Clinical Trial Summary

This study aims to construct a registry platform for microcirculatory disorders in a large sample of Chinese patients with cerebral small vessel disease and ischemic stroke; To explore the role of microcirculatory disorders in different types of cerebral small vessel disease and iachemic stroke, as well as their pathogenesis, severity, and prognosis; And to research on the drug treatment of microcirculatory disorders for cerebral small vessel disease and stroke in the real world.

Description:

Cerebral small vessel disease (CSVD) is a clinical syndrome with imaging and pathological changes, which is caused by various structural abnormality or functional dysfunction of small blood vessels including cerebral arterioles, perforating arteries, capillaries, and venules. It is also a common cause of stroke. Among people over 60 years old, the prevalence of CSVD exceeds 80%, and it is speculated that the number of CSVD patients in China exceeds 200 million, far higher than the number of stroke patients. CSVD can cause about 20% of stroke and 50% of dementia, while also doubling the risk of dementia and death, and tripling the risk of stroke. It is an important cause of death and disability in elderly people in China. Stroke is a kind of cerebrovascular diseases characterized by sudden localized or diffuse neurological deficits caused by cerebral blood circulation disorders, and is the main clinical phenotype of cerebrovascular diseases. Stroke is characterized by high incidence rate, high disability rate, high mortality, high recurrence rate, and high economic burden. It is the first cause of death and disability in adult in China. Microcirculatory disorders may play an important role in the pathophysiological process of ischemic CSVD. The pathological process of CSVD involves various components of the neurovascular units, including the blood-brain barrier composed of vascular endothelial cells, basement membrane, pericytes, and astrocytes, as well as oligodendrocytes, neurons, and extracellular matrix, etc.Among them, the disruption of the blood-brain barrier and endothelial damage are considered to be the initial stage of the pathological process of CSVD, causing the destruction of various secondary microcirculation structures and functions, namely the occurrence of microcirculatory disorders. Microcirculatory disorders may also play a major role in the occurrence and development of ischemic cerebrovascular disease. By exploring multiple omics markers such as specific molecular biological markers related to ischemic cerebrovascular disease in the pathophysiological pathways of microcirculatory disorders, traditional risk factors and imaging markers can be combined to create prediction models for ineffective reperfusion of acute ischemic stroke and progression of CSVD, providing scientific evidence for improving the prognosis of acute ischemic stroke and CSVD.

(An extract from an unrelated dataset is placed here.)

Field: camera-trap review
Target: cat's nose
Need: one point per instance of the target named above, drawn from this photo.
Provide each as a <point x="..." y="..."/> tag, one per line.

Recruitment information / eligibility

• Status: Not yet recruiting
• Enrollment: 20000
• Est. completion date: December 31, 2026
• Est. primary completion date: October 31, 2026
• Gender: All
• Age group: 18 Years and older

Eligibility

Inclusion Criteria:

Study 1:

1. Age = 18 years old.

2. Acute ischemic stroke within 7 days of onset.

3. Sign an informed consent form.

Study 2:

1. Age = 18 years old.

2. Ischemic stroke during recovery period, within 30 days to 1 year of onset.

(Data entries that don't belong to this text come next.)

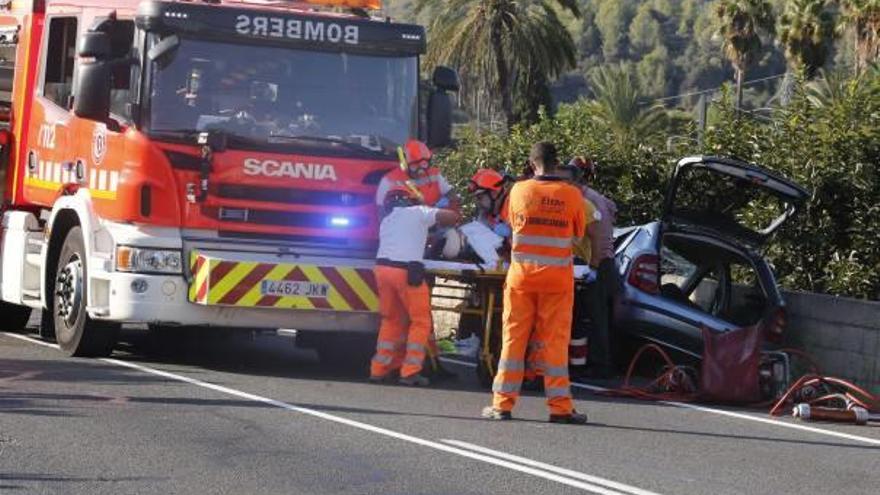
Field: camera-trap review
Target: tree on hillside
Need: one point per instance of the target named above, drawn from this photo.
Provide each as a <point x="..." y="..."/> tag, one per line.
<point x="613" y="18"/>
<point x="806" y="30"/>
<point x="862" y="19"/>
<point x="741" y="23"/>
<point x="498" y="41"/>
<point x="622" y="108"/>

3. Sign an informed consent form.

Study 3:

1. Age = 18 years old.

2. Within 3 years, there are characteristic lesions of cerebral small vessel disease on

head MRI or CT, and they meet at least one of the following criteria:

1. Paraventricular or deep white matter hyperintensities, Fazekas total score = 2;

2. Paraventricular or deep white matter hyperintensities, Fazekas total score=1, and at least two vascular risk factors (hypertension, hyperlipidemia, diabetes, current smoking, obesity, history of coronary heart disease, history of stroke).

3. Paraventricular or deep white matter hyperintensities, Fazekas total score=1, with = 1 lacune.

4. New recent subcortical small infarcts.

3. Sign an informed consent form. Exclusion Criteria:

Study 1:

1. Cerebral hemorrhage and subarachnoid hemorrhage within 3 months of onset.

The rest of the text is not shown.